そして、自分の周りがまた世界が再構成されていった。
奇妙な感覚。その異様な光景に、岡部は脳を揺さぶられ激しい眩暈を起こした。

岡部は揺れる世界の中、何とか目を開けた。
そこで見た光景は――誰一人いない、自分を残して止まった世界だった。
知っていたはずの現在が、過去が、それらが微妙に変わった世界だった。


それが、岡部が初めて認識した世界線移動だった。
そして、彼は殺人現場で見たあの死んだはずの女、牧瀬紅莉栖と運命的な再開を果たしたのだった。


「戻れるだけ戻った方が……いや、違う可能性も模索しなければ……」


それからというもの、彼はその体験、及びその体験の原因となった未来ガジェット八号機、電話レンジ(仮)の研究を開始した。
電話レンジ(仮)。ある程度任意の過去に、メールを送れるというマシンだった。
その未来から過去へ送られたメールに影響を受け、受け取った者が何らかの動作をする事で、また未来も変わる。
タイムマシン――古びたビルの一室で岡部達が作った、マシン。それは、神をも冒涜する偶然の産物だった。

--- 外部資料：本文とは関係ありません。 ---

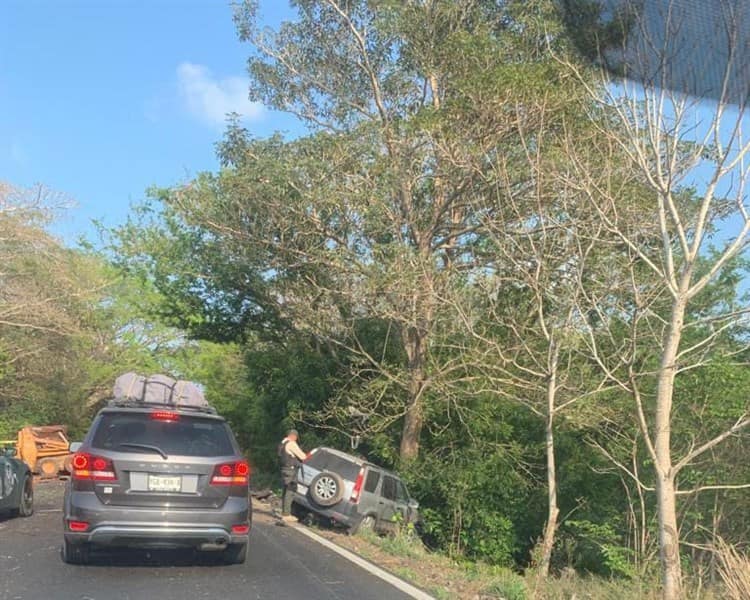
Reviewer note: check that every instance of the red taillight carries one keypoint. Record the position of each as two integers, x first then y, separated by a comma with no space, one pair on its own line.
78,526
358,485
231,474
240,529
94,468
164,415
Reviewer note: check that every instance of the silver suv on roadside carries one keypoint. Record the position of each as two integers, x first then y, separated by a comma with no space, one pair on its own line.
150,476
352,492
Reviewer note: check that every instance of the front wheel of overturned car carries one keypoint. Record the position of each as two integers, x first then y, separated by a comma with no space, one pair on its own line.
326,489
75,554
235,554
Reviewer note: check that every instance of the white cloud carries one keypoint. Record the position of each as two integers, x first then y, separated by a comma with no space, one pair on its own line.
210,99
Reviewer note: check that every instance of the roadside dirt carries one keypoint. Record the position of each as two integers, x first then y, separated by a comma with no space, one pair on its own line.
435,574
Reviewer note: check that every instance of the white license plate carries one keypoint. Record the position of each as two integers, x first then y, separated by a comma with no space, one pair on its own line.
162,483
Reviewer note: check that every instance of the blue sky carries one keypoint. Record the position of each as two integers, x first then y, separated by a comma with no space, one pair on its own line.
101,99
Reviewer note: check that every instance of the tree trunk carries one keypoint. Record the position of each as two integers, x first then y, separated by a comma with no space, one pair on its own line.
666,498
548,541
414,416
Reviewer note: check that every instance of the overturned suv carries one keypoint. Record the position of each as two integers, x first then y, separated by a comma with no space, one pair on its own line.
151,476
352,492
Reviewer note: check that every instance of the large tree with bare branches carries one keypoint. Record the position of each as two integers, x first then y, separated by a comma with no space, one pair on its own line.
683,159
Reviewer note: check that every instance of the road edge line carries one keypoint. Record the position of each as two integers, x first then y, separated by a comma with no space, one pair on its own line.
396,582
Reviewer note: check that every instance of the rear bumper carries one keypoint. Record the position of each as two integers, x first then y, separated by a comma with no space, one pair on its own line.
154,527
344,512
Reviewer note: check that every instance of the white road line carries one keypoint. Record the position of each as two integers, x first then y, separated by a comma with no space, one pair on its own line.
367,566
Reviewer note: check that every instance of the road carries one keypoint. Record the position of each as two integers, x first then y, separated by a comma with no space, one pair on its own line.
282,563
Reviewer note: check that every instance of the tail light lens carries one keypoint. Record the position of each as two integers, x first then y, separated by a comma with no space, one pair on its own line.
358,486
92,468
78,526
241,529
231,474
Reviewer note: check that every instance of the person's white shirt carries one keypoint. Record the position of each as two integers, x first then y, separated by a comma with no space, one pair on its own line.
292,449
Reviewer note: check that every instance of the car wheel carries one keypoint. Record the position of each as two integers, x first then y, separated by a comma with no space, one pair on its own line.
26,508
235,554
75,554
326,489
26,501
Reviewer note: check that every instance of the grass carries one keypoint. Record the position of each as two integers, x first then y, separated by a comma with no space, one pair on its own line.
444,578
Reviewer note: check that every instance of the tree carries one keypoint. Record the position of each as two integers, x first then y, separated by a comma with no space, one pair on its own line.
693,178
366,220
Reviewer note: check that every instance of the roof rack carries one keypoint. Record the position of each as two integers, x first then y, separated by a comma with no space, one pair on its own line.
131,403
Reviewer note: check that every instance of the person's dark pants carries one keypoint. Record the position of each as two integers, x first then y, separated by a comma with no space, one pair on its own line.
287,495
287,490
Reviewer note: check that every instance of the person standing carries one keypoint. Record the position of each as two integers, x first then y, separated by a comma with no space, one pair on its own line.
291,457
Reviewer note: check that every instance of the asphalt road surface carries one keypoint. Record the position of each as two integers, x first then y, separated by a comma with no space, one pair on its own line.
282,563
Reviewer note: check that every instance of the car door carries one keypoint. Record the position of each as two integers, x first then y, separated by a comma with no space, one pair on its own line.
369,500
387,519
402,502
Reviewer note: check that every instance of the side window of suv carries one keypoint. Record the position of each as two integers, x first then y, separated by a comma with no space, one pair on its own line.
388,490
371,483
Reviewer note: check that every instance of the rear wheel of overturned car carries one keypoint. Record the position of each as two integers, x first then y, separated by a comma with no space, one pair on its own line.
326,489
26,508
75,554
26,501
235,554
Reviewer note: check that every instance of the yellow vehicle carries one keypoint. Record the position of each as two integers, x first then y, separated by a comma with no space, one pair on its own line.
46,450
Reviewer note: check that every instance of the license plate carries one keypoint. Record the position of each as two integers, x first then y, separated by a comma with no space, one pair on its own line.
161,483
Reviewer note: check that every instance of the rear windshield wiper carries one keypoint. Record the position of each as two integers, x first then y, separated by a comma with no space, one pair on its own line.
144,447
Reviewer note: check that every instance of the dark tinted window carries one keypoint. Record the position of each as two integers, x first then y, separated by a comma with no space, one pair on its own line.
371,483
327,461
388,491
188,436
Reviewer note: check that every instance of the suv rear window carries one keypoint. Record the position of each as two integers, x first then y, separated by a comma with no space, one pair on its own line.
188,436
327,461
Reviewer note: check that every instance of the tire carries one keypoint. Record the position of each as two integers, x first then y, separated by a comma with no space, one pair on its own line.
26,508
26,500
235,554
75,554
326,489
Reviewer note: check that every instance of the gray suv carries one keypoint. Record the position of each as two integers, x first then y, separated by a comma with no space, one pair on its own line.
352,492
152,476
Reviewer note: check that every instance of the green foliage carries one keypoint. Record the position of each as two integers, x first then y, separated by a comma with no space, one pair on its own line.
509,586
598,548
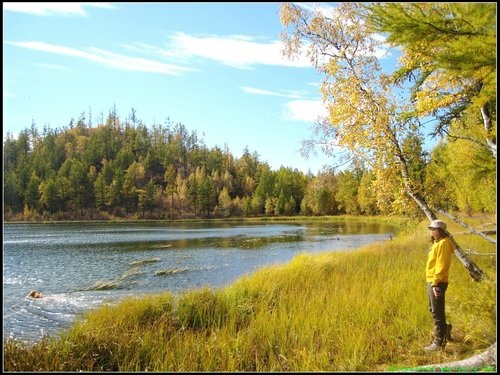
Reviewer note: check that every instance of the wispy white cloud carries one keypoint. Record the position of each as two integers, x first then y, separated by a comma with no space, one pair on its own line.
305,110
53,9
238,51
55,67
107,58
286,94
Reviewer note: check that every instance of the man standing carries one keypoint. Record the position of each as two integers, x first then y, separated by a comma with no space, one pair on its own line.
438,265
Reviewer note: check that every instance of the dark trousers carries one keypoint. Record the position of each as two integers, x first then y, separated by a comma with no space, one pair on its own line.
436,307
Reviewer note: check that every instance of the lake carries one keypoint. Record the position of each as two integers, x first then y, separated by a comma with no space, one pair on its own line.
80,266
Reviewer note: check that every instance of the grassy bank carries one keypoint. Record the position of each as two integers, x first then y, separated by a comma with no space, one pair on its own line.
338,311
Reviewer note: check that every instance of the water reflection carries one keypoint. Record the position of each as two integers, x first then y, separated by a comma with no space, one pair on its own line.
78,266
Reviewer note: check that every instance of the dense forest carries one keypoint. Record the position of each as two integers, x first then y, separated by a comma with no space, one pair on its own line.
134,171
447,73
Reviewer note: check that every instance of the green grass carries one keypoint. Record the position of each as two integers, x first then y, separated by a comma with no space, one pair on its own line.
363,310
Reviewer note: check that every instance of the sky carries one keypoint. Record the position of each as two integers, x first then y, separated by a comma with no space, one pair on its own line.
217,68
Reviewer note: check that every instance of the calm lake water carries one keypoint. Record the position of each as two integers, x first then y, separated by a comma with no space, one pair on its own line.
79,266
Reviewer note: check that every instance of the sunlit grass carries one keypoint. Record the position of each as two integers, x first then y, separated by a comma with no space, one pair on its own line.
363,310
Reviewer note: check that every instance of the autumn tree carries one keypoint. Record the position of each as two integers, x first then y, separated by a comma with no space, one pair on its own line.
367,112
449,53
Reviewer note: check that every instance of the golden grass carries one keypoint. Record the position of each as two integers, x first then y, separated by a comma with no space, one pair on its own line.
363,310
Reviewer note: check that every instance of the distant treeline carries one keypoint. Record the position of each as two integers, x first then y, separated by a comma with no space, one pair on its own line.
130,170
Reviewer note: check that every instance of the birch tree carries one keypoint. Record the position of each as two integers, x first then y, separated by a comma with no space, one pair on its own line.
369,114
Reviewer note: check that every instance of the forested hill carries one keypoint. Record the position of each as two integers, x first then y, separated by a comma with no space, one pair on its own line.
133,171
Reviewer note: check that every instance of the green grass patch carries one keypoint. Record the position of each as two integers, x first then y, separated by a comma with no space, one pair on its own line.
363,310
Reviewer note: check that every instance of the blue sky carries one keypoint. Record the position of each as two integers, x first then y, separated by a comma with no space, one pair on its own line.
217,68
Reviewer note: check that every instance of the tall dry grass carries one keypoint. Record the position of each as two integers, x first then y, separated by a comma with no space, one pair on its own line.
363,310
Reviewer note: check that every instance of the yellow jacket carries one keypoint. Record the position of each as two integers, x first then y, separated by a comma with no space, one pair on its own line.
439,261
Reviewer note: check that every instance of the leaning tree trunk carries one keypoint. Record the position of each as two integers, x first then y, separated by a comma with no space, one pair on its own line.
465,225
475,272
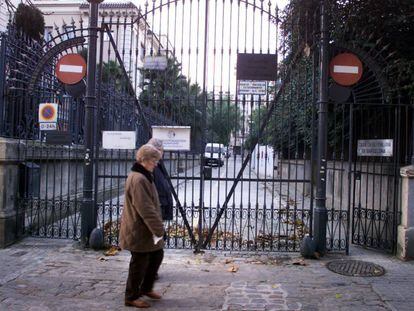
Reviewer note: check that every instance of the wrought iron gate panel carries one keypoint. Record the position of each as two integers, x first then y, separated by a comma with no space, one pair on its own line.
50,176
375,179
269,209
261,197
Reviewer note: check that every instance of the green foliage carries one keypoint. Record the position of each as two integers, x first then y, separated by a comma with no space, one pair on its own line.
290,125
172,95
223,118
30,21
113,73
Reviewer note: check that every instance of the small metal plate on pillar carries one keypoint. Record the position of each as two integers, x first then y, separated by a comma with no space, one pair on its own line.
339,94
58,138
355,268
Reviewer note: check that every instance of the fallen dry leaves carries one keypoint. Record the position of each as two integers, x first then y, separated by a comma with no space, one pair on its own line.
233,269
112,251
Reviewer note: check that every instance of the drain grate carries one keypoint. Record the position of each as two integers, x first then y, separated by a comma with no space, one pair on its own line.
355,268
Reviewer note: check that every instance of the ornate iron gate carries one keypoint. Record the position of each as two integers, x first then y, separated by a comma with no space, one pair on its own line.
261,197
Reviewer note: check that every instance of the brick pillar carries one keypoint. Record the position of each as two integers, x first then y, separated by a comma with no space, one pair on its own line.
405,243
10,226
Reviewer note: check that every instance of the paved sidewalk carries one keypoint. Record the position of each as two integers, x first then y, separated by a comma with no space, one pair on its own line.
40,274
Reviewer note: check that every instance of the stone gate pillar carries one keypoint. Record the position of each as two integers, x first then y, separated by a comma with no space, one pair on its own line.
10,226
405,242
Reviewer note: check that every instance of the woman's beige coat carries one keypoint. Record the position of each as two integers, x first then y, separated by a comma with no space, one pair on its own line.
141,217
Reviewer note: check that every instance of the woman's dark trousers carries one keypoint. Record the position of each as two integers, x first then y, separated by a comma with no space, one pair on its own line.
143,268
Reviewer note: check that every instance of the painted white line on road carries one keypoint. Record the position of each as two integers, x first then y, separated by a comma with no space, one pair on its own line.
70,68
346,69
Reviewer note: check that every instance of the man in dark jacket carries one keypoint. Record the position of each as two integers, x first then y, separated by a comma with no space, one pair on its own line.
161,183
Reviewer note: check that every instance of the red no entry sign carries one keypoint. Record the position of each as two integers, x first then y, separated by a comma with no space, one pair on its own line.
346,69
70,69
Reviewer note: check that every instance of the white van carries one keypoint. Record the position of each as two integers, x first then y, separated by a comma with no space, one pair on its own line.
214,154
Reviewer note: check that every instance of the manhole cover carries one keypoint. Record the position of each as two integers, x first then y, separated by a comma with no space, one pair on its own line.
355,268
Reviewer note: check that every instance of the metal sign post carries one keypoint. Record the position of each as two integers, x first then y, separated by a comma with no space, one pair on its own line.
320,213
88,212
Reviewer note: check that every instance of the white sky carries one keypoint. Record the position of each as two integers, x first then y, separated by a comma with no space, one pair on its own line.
230,27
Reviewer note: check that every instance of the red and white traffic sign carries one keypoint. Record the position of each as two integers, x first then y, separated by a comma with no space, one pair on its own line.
346,69
48,116
71,68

厨二病患者岡部倫太郎、もとい鳳凰院凶真が創立した未来ガジェット研究所。そこに所属するラボメンと共に、岡部は電話レンジ(仮)の実験を開始した。

妹分であり幼馴染の椎名まゆり。
機械に精通し自らの右腕と称する程信頼した友人、橋田至。通称ダル。
美少女よりも美少女らしい、漆原るか。だが男だ。

メイド喫茶の天真爛漫猫耳メイド、フェイリス。
無口だがメールの時だけ饒舌になるメール魔の女、桐生萌郁。
一人前の戦士を自称する、どこか認識のずれたテレビ屋のバイト、阿万音鈴羽。

そして死んだはずの天才脳科学者、牧瀬紅莉栖と共に。

しかし何度か実験をしてわかった事は、過去に送れるメール容量は非常に少なく、また未来が変わる幅も予測がつかないという事だった。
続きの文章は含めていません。